Virtual Filesystem
TypeStream provides a UNIX-like virtual filesystem that maps Kafka infrastructure to a familiar directory structure. Topics become paths, schemas become types, and standard commands like ls, cd, and cat work as expected.
Directory structure
/dev/kafka/local
├── brokers # Kafka broker information
├── consumer-groups # Consumer group metadata
├── schemas # Schema Registry schemas
└── topics # Kafka topics (this is where your data lives)
├── web_visits
├── crypto_tickers
├── wikipedia_changes
├── dbserver.public.file_uploads # CDC topics from Debezium
└── dbserver.public.orders
Navigating the filesystem
In the interactive shell:
# List topics
ls /dev/kafka/local/topics
# Change directory
cd /dev/kafka/local/topics
# Read from a topic
cat web_visits
Schema Registry integration
When you reference a topic path, TypeStream looks up its schema from Schema Registry automatically. This is how the system knows the field names and types for each topic -- enabling typed pipelines, schema validation, and field-based filtering.
For example, /dev/kafka/local/topics/web_visits might resolve to:
Struct[ip_address: String, url_path: String, status_code: Int, http_method: String, ...]
This schema information flows through the entire pipeline via schema propagation.

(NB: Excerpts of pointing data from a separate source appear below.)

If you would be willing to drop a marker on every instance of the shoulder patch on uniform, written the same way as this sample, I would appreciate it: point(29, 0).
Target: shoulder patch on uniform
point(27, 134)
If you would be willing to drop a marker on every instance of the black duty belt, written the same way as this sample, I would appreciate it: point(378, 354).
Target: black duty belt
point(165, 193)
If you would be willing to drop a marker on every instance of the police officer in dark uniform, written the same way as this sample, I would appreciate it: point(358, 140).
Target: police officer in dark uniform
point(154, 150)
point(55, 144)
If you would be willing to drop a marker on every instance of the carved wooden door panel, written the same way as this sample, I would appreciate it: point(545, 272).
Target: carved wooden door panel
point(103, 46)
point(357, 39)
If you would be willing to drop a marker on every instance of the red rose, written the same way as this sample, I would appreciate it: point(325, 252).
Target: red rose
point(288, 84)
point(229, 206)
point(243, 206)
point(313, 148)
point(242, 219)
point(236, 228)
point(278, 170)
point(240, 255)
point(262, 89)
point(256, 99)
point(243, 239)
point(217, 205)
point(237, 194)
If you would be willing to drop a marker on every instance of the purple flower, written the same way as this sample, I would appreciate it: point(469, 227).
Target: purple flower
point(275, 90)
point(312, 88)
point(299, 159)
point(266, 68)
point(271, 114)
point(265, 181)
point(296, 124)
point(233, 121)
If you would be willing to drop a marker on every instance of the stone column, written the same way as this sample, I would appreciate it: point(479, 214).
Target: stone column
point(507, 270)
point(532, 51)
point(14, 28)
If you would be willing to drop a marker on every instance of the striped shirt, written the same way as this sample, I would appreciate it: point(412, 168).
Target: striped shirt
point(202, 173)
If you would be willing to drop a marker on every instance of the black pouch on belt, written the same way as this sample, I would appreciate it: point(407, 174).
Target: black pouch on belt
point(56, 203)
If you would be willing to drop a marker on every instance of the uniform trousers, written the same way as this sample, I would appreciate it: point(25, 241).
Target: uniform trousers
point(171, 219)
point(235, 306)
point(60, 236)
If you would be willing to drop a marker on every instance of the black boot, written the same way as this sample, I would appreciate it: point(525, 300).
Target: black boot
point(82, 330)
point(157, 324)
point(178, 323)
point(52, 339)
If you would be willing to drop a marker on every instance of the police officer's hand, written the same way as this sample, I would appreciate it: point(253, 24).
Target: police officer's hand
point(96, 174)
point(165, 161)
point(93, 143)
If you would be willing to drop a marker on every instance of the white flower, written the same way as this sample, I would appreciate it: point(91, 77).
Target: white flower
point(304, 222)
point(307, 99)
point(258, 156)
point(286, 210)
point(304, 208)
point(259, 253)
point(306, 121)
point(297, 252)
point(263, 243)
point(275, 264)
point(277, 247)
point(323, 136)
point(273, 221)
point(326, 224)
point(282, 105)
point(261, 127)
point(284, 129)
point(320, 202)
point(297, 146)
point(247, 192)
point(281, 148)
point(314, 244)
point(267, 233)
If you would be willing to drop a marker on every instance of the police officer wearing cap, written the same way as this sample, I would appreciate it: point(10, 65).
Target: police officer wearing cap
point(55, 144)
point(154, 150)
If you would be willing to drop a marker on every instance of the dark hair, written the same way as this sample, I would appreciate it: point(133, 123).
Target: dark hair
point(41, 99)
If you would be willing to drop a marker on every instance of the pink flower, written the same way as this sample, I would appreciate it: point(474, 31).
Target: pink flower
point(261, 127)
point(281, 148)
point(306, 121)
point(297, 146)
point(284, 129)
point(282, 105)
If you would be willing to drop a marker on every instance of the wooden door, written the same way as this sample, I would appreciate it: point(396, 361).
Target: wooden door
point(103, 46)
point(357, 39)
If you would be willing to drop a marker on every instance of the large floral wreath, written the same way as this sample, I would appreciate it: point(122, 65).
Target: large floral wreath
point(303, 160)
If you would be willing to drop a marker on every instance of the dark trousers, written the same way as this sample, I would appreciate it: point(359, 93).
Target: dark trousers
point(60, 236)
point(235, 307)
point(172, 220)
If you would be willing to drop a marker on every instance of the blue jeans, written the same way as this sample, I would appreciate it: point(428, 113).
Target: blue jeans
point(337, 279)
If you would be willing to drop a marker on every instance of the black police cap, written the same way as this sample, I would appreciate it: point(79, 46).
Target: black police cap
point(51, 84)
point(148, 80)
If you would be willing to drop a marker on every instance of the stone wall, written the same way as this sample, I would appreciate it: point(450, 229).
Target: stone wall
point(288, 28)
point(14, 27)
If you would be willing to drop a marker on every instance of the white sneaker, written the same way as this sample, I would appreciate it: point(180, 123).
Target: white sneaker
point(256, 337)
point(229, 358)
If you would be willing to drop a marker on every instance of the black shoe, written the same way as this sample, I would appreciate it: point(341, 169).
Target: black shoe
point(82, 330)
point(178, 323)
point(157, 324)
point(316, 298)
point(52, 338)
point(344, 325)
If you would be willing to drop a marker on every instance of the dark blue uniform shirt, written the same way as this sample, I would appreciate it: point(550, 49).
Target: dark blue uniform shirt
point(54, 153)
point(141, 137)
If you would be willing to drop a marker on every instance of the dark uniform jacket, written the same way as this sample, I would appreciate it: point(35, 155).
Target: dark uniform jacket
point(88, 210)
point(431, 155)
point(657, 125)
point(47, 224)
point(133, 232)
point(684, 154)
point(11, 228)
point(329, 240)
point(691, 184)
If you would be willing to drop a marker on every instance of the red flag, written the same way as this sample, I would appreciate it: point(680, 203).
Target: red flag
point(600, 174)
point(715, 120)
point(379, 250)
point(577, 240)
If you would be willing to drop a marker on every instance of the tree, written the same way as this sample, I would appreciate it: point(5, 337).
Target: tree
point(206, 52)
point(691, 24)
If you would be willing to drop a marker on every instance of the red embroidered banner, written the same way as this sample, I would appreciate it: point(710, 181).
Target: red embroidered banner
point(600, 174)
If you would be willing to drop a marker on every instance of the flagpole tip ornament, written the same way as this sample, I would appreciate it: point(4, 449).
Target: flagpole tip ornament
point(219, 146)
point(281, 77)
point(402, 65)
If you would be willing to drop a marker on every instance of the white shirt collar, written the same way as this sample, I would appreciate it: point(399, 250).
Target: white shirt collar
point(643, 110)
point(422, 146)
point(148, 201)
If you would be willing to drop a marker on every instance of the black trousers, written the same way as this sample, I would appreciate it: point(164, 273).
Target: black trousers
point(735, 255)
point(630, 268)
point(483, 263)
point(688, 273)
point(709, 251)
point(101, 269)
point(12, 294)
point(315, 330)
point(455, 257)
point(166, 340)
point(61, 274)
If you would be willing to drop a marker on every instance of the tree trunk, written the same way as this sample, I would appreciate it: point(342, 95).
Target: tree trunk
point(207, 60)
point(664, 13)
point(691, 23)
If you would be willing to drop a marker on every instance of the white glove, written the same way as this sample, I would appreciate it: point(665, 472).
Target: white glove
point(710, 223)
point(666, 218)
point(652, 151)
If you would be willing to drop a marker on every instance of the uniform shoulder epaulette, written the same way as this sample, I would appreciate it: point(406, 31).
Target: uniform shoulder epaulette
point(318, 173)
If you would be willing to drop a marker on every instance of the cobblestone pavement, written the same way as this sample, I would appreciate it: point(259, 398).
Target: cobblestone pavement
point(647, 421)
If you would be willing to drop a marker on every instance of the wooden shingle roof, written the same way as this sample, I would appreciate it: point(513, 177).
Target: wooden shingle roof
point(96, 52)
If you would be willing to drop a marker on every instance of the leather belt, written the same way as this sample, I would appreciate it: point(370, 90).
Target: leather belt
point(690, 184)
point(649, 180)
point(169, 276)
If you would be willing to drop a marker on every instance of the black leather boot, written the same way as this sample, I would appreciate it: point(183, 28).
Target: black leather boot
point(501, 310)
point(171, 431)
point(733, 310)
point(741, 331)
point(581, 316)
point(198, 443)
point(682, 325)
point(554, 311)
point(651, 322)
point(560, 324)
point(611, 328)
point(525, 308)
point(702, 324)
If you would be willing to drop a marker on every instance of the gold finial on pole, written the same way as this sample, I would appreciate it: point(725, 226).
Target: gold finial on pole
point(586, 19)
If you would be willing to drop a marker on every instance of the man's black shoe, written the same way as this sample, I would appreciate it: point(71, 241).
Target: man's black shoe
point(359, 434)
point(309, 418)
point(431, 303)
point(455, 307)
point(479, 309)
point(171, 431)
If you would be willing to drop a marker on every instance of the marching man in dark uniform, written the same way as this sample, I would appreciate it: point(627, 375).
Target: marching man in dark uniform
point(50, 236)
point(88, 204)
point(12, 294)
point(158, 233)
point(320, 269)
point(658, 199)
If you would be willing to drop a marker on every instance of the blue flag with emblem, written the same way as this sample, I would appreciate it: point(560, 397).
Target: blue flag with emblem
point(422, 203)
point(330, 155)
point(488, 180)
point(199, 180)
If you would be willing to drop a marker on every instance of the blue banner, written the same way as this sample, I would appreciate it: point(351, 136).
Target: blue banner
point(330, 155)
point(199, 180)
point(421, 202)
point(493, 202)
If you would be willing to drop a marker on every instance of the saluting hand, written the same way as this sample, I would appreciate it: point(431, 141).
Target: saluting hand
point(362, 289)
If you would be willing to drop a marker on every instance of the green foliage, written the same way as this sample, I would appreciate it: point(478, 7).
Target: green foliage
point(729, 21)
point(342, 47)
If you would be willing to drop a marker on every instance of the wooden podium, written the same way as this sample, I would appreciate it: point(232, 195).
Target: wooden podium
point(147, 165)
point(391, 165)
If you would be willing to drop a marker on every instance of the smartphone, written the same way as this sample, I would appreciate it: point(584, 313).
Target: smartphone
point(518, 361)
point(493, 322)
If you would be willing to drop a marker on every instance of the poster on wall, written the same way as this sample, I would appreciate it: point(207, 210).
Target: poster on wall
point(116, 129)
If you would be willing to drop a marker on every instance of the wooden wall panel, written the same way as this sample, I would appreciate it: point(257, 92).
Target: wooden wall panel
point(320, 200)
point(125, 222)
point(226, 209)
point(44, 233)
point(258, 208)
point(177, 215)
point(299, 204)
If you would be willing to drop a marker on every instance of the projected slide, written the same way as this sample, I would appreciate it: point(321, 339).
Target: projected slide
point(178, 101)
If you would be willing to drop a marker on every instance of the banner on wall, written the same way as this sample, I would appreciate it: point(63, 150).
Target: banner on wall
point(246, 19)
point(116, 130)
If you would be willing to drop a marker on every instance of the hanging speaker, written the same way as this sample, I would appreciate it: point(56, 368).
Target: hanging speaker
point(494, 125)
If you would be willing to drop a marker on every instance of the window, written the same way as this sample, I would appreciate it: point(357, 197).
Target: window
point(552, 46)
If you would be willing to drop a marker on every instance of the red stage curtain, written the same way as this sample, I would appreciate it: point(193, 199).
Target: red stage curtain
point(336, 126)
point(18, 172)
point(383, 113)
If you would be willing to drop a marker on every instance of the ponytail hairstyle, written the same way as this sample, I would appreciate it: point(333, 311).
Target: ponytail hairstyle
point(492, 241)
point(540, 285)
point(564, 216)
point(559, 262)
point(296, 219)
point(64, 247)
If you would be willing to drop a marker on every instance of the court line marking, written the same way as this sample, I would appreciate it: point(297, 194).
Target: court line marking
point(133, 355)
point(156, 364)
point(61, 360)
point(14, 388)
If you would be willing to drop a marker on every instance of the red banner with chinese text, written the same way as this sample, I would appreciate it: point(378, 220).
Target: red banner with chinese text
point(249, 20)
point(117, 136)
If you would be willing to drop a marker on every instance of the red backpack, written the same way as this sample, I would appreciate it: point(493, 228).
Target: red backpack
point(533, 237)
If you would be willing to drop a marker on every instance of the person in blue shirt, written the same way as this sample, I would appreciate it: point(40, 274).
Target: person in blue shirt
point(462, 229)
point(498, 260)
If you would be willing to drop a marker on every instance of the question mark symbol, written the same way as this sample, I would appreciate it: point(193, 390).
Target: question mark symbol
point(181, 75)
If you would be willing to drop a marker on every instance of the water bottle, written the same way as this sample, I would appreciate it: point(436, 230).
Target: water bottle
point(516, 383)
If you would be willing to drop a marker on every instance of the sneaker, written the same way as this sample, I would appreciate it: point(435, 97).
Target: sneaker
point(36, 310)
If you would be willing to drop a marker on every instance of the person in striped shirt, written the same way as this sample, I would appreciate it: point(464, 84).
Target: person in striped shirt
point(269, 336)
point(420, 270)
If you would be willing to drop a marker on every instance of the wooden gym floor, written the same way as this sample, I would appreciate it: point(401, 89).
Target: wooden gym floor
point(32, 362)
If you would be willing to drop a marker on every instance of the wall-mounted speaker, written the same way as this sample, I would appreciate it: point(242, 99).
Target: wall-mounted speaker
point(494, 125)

How all three interfaces use the filesystem
The virtual filesystem is the common abstraction across all interfaces:
- CLI DSL: Topic paths are used directly in commands (
grep /dev/kafka/local/topics/web_visits [.status_code == 200]) - Config-as-code: The
topicPathfield in pipeline JSON files references filesystem paths - GUI: The source node dropdown is populated by calling
FileSystemService.Lsover gRPC
Topic discovery
TypeStream periodically scans the Kafka cluster to discover new topics and update its filesystem. The refresh interval is configurable via fsRefreshRate in typestream.toml (default: 60 seconds).
When Debezium CDC is active, new topics appear automatically as tables are added to the source database.